Fietsen en Amsterdam

Zelfs in Amsterdam is het een vreemd gevoel als je ‘s ochtends je huis verlaat en je fiets niet meer in het fietsenrek ziet staan. De avond tevoren had ik M.’s band opgepompt en op de een of andere manier was ik haar fiets vergeten op slot te zetten. Niet slim, maar kan gebeuren. In elk geval geeft dat niemand het recht om zich die fiets dan maar toe te eigenen.
    Dat was wel gebeurd. Alleen de fietstassen lagen nog op de plek waar te avond tevoren nog de hele fiets gestaan had. Zelfs een junk voelt zich blijkbaar voor lul fietsen met fietstassen van de Hema achterop.
    Aangeslagen verzocht M. of ze mijn fiets mocht lenen vandaag. Ik lag nog in bed, maar ben opgestaan om haar te helpen mijn slot te openen. Dat is een oud verroest kreng, dat slechts met de grootste moeite open gaat. Na flink wrikken en sleuren kregen we het slot open. Pas toen viel ons op dat het voorwiel van mijn fiets er niet meer was. Weg. Deze dag zou er niet veel door ons gefietst gaan worden, vermoedde ik plotseling.
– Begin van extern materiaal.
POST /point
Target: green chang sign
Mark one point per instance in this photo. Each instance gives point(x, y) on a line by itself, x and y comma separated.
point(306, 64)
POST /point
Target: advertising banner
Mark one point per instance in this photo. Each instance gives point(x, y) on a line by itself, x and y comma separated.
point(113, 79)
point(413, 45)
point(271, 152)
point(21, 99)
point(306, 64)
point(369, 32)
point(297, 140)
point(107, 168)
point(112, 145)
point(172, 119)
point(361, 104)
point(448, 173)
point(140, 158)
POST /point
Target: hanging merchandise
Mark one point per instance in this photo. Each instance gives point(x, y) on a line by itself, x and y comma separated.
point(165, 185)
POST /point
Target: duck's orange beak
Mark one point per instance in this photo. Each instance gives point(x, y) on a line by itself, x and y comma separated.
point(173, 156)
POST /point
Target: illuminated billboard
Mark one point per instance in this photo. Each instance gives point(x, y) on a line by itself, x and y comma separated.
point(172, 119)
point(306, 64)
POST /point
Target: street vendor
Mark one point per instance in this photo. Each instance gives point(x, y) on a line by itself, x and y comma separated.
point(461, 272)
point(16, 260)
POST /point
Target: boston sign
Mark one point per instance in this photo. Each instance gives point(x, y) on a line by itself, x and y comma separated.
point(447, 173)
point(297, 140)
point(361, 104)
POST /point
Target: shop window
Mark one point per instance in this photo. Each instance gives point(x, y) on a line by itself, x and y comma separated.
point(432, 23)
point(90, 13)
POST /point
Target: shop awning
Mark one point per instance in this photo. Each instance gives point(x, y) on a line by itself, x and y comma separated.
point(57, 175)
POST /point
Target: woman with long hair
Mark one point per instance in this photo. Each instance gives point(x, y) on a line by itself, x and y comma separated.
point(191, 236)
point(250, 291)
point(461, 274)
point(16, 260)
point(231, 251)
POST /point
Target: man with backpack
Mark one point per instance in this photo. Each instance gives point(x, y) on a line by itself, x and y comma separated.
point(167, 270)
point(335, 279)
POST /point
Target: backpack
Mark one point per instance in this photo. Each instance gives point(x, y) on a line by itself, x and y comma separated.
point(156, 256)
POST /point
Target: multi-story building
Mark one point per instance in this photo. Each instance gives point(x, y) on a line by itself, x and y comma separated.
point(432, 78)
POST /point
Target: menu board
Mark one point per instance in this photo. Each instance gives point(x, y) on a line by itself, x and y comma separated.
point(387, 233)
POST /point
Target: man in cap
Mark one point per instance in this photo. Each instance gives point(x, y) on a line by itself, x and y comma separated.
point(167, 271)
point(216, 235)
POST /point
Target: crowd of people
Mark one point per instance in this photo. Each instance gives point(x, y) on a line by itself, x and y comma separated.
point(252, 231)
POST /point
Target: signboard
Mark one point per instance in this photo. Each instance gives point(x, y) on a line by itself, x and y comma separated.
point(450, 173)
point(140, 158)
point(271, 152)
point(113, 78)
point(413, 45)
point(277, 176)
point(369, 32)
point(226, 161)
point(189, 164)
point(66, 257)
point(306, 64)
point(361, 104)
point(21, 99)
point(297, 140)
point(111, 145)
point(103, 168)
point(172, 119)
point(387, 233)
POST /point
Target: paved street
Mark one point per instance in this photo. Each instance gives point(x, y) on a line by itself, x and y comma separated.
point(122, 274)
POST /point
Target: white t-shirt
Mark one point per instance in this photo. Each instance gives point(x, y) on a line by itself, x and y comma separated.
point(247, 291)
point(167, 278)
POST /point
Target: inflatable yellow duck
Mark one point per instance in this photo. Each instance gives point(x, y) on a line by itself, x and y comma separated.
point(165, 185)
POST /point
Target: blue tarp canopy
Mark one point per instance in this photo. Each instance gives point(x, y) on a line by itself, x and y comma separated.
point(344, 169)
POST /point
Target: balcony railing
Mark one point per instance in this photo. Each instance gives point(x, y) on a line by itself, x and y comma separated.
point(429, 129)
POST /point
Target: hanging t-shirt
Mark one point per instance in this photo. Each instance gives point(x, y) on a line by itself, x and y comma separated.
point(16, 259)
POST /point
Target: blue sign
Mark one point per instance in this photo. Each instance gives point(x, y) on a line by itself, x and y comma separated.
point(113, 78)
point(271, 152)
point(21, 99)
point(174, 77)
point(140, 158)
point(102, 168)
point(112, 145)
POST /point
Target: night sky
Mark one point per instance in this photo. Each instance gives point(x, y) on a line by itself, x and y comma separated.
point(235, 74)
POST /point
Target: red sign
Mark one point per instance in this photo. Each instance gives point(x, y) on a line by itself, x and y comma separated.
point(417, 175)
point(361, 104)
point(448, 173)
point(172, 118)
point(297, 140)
    Er zijn mensen die – nadat hun fiets gejat is – voor een geeltje een fiets van een junk terugkopen. Ik ben van mening dat je dat nooit mag doen, omdat je op die wijze de malle tredmolen laat lopen. Bovendien is het strafbaar. Misschien zou iemand dat eens uit moeten leggen aan de eerstejaars Rechten bij de Oudemanhuispoort.
    M. kocht op mijn kosten (enige schuld in deze zaak kon ik namelijk niet ontkennen) een goede nieuwe fiets en rijdt daar nu al weer dagen vrolijk op door Amsterdam.
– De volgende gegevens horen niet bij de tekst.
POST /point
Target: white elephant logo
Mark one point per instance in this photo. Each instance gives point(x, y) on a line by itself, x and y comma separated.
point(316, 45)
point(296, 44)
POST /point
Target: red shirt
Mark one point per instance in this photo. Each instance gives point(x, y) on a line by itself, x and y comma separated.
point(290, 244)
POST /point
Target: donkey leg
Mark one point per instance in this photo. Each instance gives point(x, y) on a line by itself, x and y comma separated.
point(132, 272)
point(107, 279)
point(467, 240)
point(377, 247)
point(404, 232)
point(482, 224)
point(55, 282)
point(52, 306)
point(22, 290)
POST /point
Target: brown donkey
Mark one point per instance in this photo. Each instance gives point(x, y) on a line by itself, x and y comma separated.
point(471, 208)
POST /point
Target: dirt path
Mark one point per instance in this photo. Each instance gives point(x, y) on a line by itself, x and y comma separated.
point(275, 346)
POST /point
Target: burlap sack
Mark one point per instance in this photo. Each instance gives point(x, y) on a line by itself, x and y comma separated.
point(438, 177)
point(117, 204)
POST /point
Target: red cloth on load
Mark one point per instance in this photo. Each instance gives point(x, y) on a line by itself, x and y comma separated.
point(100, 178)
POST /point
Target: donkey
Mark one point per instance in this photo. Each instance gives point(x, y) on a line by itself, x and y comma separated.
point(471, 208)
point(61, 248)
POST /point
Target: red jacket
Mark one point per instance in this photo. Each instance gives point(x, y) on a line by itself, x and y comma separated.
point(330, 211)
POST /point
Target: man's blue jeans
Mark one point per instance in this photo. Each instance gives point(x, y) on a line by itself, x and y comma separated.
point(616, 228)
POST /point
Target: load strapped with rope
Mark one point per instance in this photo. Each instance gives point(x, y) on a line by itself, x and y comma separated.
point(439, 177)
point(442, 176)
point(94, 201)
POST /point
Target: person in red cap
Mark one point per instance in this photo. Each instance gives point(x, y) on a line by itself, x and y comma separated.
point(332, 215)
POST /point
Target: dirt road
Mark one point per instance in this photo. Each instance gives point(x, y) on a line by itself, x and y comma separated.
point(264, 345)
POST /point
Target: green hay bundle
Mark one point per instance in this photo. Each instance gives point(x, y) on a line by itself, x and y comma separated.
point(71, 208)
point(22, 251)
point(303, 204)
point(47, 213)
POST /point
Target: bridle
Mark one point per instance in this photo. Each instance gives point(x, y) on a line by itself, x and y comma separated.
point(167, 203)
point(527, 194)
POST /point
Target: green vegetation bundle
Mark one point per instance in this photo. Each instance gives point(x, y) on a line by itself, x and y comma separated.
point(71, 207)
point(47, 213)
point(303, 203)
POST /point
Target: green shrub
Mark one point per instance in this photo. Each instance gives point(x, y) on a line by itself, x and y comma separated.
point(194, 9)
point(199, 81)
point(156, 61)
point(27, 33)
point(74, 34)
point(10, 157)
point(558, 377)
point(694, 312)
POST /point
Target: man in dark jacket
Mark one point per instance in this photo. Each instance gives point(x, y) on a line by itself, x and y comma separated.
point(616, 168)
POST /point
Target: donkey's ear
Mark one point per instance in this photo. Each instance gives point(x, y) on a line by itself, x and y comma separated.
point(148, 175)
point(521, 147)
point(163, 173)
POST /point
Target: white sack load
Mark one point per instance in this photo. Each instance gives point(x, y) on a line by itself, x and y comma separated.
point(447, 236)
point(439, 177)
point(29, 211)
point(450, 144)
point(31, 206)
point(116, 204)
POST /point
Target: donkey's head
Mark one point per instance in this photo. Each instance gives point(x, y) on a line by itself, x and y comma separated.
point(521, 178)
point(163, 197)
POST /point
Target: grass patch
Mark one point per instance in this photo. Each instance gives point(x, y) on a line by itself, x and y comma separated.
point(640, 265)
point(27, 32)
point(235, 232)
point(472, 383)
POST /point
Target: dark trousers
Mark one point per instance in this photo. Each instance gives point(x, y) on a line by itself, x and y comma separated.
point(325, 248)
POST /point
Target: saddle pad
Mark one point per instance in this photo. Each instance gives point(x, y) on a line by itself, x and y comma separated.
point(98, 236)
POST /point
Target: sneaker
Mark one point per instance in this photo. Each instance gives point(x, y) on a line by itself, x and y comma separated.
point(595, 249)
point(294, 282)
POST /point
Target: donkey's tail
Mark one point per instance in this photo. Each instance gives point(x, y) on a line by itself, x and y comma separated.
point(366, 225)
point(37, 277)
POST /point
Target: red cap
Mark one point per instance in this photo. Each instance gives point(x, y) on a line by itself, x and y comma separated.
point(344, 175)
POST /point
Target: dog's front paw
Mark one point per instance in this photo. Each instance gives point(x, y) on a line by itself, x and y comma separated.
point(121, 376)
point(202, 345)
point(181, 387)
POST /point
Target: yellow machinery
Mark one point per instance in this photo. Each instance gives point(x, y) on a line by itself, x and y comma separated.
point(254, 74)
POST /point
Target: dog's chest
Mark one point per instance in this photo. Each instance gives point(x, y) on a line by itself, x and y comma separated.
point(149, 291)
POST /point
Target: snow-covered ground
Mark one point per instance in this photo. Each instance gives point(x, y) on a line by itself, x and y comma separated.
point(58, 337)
    Gisteren kwam zij thuis met het nieuws dat zij haar gestolen fiets op de Nassaukade – twee straten verderop – had zien staan. Zij belde meteen de politie. Die ried ons aan om de gestolen fiets met een slot van ons vast te zetten. Als de dief dit zou bemerken zou hij zijn eigen slot er wel afhalen was de redenering.
    Ik had nog een oud beugelslot op zolder liggen, dus dat hebben wij er meteen omgelegd. Toch waren we er niet gerust op. Iemand die een fiets steelt is, beschikt doorgaans wel over het juiste gereedschap om gepantserde beugelsloten als een stukje papier in tweeën te knippen.
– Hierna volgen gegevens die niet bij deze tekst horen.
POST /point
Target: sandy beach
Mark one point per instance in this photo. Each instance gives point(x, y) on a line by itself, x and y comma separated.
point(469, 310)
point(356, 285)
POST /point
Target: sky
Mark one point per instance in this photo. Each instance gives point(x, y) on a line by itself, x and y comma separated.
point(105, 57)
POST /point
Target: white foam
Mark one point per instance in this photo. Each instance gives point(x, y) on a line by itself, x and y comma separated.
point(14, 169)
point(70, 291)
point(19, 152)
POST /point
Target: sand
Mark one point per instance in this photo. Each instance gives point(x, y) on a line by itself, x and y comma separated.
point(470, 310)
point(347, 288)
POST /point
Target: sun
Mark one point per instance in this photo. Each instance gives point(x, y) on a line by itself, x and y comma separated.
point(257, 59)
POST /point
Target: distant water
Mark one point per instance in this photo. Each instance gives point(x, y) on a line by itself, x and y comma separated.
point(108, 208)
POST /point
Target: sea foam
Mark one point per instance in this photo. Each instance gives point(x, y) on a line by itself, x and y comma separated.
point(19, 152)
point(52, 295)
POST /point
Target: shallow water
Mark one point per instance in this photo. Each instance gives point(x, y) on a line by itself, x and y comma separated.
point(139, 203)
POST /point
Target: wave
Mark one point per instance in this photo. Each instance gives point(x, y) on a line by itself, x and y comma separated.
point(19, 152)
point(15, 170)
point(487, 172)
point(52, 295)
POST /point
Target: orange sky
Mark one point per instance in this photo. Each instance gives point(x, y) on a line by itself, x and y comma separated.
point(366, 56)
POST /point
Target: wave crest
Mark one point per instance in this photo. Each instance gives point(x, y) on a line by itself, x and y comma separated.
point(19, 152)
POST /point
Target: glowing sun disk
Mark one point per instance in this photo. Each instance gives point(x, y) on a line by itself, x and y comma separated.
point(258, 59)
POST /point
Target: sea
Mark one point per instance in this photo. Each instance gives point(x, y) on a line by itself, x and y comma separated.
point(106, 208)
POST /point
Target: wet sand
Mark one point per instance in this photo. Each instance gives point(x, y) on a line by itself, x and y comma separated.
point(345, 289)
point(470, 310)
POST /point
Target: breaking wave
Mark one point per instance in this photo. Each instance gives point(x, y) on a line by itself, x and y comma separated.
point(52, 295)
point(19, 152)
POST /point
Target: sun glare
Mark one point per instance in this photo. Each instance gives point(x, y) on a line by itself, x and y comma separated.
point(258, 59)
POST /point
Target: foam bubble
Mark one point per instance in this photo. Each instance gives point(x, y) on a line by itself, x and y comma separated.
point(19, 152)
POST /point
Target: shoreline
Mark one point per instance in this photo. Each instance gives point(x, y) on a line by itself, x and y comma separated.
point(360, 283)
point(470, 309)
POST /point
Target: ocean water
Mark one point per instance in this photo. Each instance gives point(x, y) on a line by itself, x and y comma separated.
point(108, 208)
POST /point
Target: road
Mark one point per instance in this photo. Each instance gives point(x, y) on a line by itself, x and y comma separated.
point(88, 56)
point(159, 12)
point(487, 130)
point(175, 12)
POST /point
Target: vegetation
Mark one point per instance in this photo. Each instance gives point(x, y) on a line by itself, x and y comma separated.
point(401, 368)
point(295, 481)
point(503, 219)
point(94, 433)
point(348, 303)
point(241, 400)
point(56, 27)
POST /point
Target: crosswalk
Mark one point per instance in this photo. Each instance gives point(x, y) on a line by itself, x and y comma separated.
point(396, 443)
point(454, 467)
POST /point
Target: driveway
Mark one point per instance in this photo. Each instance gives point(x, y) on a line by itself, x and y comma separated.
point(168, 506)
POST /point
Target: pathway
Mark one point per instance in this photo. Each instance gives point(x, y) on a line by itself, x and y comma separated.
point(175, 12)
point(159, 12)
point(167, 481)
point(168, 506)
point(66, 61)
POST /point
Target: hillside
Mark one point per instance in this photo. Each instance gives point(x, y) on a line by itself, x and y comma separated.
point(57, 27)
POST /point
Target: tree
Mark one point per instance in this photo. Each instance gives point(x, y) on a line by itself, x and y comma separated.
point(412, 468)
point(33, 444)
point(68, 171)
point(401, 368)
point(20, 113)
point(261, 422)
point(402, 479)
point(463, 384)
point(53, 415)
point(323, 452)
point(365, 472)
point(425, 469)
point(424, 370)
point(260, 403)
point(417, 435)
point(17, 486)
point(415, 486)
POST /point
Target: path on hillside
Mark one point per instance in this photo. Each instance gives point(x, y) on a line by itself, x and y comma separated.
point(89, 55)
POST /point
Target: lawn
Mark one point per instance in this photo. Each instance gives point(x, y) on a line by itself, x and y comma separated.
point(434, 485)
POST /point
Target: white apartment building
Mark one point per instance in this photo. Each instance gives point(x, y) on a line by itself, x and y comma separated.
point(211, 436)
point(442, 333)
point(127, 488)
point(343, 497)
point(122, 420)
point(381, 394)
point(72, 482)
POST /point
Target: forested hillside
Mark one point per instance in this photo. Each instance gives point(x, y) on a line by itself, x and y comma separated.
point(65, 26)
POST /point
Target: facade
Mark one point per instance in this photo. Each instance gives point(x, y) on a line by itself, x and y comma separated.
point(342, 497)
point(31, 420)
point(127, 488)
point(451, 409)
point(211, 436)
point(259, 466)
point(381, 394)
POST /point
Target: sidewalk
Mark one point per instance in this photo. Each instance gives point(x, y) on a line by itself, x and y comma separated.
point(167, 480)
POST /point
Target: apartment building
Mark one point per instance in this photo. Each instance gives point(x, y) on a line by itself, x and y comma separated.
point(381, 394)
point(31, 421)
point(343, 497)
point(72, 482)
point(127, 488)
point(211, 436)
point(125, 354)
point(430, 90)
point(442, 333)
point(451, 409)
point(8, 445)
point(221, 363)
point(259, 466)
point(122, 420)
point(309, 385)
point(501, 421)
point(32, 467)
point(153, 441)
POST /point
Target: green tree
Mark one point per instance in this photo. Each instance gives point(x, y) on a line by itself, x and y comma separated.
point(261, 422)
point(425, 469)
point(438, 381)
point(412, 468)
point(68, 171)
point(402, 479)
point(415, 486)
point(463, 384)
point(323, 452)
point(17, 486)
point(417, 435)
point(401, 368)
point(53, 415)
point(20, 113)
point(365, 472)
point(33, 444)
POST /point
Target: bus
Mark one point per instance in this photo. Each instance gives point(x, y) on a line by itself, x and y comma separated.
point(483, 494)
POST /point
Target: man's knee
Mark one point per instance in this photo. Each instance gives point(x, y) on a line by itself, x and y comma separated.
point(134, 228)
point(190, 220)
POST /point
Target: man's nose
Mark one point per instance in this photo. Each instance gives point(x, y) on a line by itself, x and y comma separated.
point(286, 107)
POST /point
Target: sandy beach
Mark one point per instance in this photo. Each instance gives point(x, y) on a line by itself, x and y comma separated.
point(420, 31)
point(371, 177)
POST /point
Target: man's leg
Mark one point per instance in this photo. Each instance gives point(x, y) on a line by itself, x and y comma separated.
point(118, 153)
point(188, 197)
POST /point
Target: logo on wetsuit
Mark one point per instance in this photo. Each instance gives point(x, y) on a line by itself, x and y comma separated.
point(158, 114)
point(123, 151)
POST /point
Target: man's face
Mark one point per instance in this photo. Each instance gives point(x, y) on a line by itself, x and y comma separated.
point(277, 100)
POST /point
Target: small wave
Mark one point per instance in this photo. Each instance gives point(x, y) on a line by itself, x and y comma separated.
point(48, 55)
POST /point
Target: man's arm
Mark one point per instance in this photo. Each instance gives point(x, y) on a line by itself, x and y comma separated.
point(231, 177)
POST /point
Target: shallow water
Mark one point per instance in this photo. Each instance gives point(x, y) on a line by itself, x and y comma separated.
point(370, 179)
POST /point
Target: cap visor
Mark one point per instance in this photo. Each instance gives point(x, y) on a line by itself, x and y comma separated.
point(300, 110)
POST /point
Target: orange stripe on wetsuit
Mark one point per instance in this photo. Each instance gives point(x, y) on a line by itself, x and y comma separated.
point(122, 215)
    M. belde de politie nogmaals op met het verzoek of zij ons niet behulpzaam konden zijn bij het terugbezorgen van de haar rechtmatig toe te komen fiets. Zij kon de verzekeringspapieren met de juiste slot- en framenummers overleggen, aangevuld met een proces verbaal, door hetzelfde politiebureau opgesteld. De politie had er niet echt trek in, maar kwam na minutenlang aandringen over de brug: Wij zouden elkaar zien bij de plek waar de fiets nu stond.
    Daar aangekomen haalde ik mijn beugelslot weer van de fiets af. Er arriveerde een politiebusje waar twee agenten uit stapten: een jonge vrouw, vers van de academie, en een jonge fragiele man, die wel erg op Dolf Jansen leek, tot aan het guitige brilletje toe. Ik wilde er niet aan denken dat zij de strijd met de georganiseerde misdaad in onze stad aan moesten gaan, en herhaalde gehaast onze argumenten om de fiets los te maken.
    Tot onze verbazing haalde Dolf uiteindelijk een veredelde heggeschaar tevoorschijn en knipte de gestolen fiets los. Hoera! Vervolgens werd de fiets in het busje geladen voor een afkoelingsperiode van twee weken. Misschien dat de nieuwe eigenaar hem op het bureau nog op komt eisen.